Material | Immaterial
Architecture is expected to be solid, stable and reassuring – physically, socially and psychologically. Bound to each other, the architectural and the material are considered inseparable. Material express their age and history, as well as the story of their origins and their history of human use. Hidden within one another, the terms material and immaterial blur and slip, questioning other terms such as intellectual and manual, form and formless, real and virtual. One familiar meaning of the immaterial refers to the realm of idea.
The flatness of today's standard construction is strengthened by a weakened sense of materiality, which has devastating mental effects. It then required the roles of immaterial as a formless material. Immaterial is the less absence of matter than the perceived absence of matter—Jonathan Hill.
The Row, by Studio Bikin. Using adaptive local materials as the theme for the design.
Nest we grow/ College of Environmental Design UC Berkeley + Kengo Kuma & Associates.
It is true that materiality predominantly about the expression of material properties. “Every material possesses its own language of forms and none may lay claim for itself to the forms of another material.”stated Adolf Loos. Modernism encapsulates the simplification in the phrase “truth to materials.” Here the material speaks and the architect responds, as in Louis Kahn’s remark – both comical and thoughtful – that “When you are designing in brick, you must ask brick what it wants or what it can do.” Rather than coupling tectonics to materials.
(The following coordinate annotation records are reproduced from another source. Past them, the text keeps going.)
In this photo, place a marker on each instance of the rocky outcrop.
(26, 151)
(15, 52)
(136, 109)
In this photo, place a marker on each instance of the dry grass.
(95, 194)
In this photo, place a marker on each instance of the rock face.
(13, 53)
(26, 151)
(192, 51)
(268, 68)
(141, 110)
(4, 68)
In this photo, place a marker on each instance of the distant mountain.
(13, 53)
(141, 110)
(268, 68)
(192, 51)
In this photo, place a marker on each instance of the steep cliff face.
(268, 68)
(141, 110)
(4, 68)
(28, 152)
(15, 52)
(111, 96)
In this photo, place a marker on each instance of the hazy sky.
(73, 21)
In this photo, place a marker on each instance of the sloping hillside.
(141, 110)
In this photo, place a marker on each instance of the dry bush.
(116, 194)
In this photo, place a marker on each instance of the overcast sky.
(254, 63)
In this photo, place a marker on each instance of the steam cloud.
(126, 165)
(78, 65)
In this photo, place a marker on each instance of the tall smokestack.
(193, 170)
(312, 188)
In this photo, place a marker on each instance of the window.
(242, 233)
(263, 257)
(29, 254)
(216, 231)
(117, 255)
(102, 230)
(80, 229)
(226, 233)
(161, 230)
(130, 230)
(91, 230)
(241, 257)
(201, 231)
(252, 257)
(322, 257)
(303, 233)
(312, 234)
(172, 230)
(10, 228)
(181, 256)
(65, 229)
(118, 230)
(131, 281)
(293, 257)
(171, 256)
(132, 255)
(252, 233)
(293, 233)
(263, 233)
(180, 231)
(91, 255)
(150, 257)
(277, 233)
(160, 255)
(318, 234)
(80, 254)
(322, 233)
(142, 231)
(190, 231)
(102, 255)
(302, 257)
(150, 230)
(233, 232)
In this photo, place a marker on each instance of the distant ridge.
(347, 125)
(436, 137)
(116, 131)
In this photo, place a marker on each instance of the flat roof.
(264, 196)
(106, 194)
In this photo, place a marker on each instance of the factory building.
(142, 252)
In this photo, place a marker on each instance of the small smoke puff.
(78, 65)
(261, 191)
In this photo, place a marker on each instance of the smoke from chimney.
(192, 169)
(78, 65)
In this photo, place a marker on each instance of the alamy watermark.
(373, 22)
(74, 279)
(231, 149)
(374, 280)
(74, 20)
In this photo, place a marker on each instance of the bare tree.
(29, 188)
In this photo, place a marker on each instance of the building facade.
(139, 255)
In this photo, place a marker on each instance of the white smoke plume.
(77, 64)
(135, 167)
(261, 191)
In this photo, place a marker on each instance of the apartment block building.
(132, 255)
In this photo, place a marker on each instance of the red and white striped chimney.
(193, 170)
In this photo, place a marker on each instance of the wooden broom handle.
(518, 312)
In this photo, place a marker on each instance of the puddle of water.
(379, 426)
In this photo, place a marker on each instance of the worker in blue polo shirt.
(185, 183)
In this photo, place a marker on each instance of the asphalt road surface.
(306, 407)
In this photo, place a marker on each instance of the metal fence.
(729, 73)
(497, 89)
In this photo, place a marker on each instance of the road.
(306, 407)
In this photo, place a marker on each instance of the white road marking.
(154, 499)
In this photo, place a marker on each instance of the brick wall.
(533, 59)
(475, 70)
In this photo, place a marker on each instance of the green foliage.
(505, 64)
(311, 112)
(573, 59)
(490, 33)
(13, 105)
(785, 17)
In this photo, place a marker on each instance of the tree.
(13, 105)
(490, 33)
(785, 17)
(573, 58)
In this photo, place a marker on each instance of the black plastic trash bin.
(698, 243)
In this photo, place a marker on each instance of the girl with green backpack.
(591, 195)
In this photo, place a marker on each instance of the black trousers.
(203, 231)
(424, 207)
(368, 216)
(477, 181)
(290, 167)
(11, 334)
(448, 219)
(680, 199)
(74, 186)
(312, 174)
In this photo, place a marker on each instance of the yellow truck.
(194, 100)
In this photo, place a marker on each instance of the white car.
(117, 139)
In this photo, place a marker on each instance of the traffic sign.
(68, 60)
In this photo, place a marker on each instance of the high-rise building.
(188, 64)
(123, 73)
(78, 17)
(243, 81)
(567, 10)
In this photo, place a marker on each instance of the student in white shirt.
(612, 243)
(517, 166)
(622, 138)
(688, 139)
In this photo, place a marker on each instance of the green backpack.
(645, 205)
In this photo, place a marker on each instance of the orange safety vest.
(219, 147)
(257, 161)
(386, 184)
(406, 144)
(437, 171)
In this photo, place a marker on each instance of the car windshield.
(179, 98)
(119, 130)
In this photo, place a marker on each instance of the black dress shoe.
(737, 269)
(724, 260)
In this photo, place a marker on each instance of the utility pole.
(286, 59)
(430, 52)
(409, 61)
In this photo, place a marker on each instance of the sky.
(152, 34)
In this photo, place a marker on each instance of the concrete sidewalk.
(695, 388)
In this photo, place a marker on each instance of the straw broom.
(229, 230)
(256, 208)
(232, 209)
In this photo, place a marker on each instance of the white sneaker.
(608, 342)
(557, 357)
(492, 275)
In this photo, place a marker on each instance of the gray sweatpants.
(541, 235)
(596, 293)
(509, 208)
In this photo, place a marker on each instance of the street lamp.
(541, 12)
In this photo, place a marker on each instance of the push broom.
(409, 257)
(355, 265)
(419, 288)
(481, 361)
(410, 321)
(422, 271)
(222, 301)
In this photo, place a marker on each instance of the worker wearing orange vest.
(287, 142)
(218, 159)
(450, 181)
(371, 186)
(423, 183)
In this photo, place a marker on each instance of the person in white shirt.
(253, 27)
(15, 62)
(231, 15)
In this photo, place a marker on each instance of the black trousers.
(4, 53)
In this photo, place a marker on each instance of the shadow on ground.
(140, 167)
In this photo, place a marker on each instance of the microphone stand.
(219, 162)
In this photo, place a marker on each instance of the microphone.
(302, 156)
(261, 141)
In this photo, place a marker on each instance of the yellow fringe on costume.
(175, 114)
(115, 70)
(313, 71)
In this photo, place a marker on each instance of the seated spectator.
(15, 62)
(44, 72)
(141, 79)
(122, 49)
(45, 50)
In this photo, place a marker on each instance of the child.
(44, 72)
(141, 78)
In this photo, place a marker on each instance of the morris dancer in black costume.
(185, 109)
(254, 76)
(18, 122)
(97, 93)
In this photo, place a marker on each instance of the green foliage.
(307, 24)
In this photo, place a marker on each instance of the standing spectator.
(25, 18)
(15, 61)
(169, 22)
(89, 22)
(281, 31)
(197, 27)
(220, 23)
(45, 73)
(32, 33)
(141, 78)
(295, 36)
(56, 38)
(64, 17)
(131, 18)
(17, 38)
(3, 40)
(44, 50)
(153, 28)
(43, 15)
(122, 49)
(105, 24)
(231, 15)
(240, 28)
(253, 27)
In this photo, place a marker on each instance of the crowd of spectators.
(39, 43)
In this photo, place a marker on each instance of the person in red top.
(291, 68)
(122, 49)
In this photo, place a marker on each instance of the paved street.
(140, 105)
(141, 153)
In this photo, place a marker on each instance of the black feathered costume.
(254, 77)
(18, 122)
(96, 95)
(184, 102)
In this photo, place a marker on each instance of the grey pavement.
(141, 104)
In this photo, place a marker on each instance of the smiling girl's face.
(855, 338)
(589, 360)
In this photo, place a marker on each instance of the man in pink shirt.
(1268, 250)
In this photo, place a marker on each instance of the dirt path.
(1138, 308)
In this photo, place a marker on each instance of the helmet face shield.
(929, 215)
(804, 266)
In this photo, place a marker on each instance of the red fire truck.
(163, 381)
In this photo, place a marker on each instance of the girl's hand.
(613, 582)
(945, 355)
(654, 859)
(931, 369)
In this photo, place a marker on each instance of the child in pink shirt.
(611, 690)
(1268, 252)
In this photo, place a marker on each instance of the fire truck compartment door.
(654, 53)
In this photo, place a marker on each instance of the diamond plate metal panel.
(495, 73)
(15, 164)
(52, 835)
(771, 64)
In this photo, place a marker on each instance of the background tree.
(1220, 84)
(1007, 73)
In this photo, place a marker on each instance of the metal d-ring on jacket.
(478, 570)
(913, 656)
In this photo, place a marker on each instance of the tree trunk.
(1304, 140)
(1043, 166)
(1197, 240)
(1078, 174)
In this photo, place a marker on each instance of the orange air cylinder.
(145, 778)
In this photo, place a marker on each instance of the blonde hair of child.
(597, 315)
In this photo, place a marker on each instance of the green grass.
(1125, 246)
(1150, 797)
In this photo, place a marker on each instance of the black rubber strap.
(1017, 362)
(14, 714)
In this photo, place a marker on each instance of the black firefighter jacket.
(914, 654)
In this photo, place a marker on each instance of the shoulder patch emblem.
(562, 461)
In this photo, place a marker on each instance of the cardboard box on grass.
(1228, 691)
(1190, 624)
In short, it is something that designed with the materiality of material will contribute to the immateriality aspects in a space. But above all else, one must still never forget the intimacy of one’s building to the nature and culture aspects and avoid for falling into the category of architecture for the eye and loses its plasticity.
Office by Mies van der Rohe.
Mountain Dwellings / PLOT = BIG + JDS
The eye conquers its hegemonic role in architectural practice, both consciously and unconsciously , only gradually with the emergence of the idea of bodiless observer. It is therefore transformation of material to immaterial which then bring in the sensory to the architecture as an element. For instance, in Mies van derRohe’s architecture frontal perspectives perception predominates, but his unique sense of order, structure , weight, detail and craft decisively enriches the visual paradigm. Also, Mountain Dwelling designed by Bjarke Ingel Group (BIG) architecture - like a concrete hillside covered by a thin layer of housing, cascading from the 11th floor to the street edge.
Likewise, immaterial is something that come out with complexity which the designers have to dwell with very much time and consideration then the work eventually created. Contradictory, material is something that exist before immateriality.
My argument is both material and immaterial are crucial element in architecture since the task for designers are to compose these elements all together. In fact, it is hard to say what is necessary or set a level of quality, but what we can do is to adapt to the situation given and express all aspects and dispense the solutions to all design challenges.